With a number of apparent Hitchcockian influences, "Disturbia" is a slow-building thriller that teases and entertains until it finally reveals its villain and the grisly horrors of the serial killer's environment. With similar themes to Hitchcock's "Rear Window" and featuring musical cues, soundtrack usage, and camera movements that should be familiar to fans of the legendary director, "Disturbia's" director D.J. Caruso pays homage to the master of the thriller and crafts an effective and entertaining picture.

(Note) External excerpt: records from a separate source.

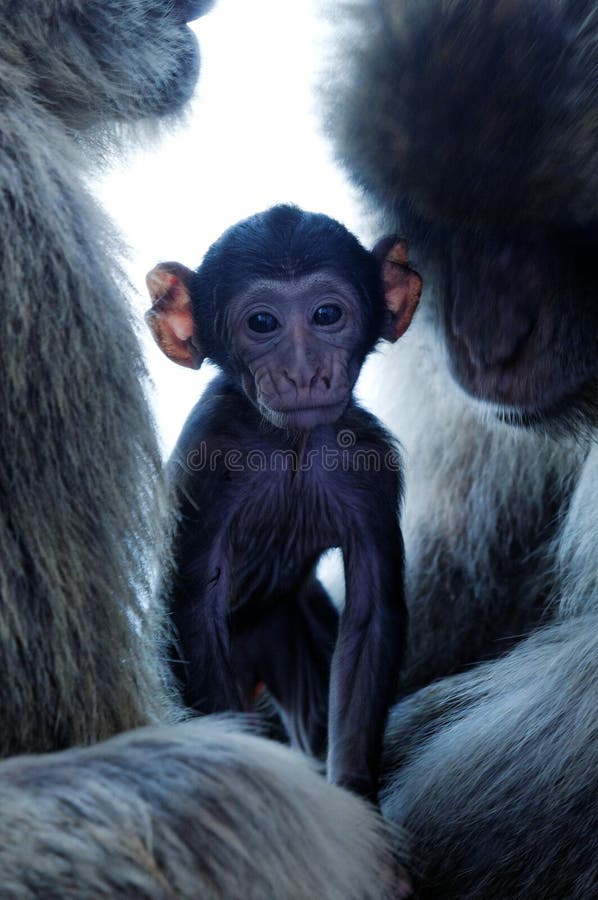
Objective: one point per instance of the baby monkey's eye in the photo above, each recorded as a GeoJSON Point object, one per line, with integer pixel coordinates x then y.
{"type": "Point", "coordinates": [327, 314]}
{"type": "Point", "coordinates": [263, 323]}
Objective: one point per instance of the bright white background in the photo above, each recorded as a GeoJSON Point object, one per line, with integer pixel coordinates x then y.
{"type": "Point", "coordinates": [252, 139]}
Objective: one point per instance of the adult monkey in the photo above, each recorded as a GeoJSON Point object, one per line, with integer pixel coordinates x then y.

"Disturbia" is an entertaining film that dances around the topics of sexuality and builds sexual tension to support the tension surrounding the possible serial killer living next door. There have been a glut of thrillers and chillers released in the past couple of years and many of them have become horribly dull and repetitious. D.J. Caruso moves filmmaking back a few decades and slows down the pace, using the camera's eye to become a voyeur through the binoculars the main character uses. Hints of horror are flashed throughout the first two acts, and it isn't until the final showdown between Kale and the serial killer that anything violent actually occurs. Tension between Ashley and her parents and Kale and his mother help to build tension, as does an unfriendly relationship between Kale and some neighborhood boys. These moments are meant to keep the viewer on edge and unable to settle into a level of comfort.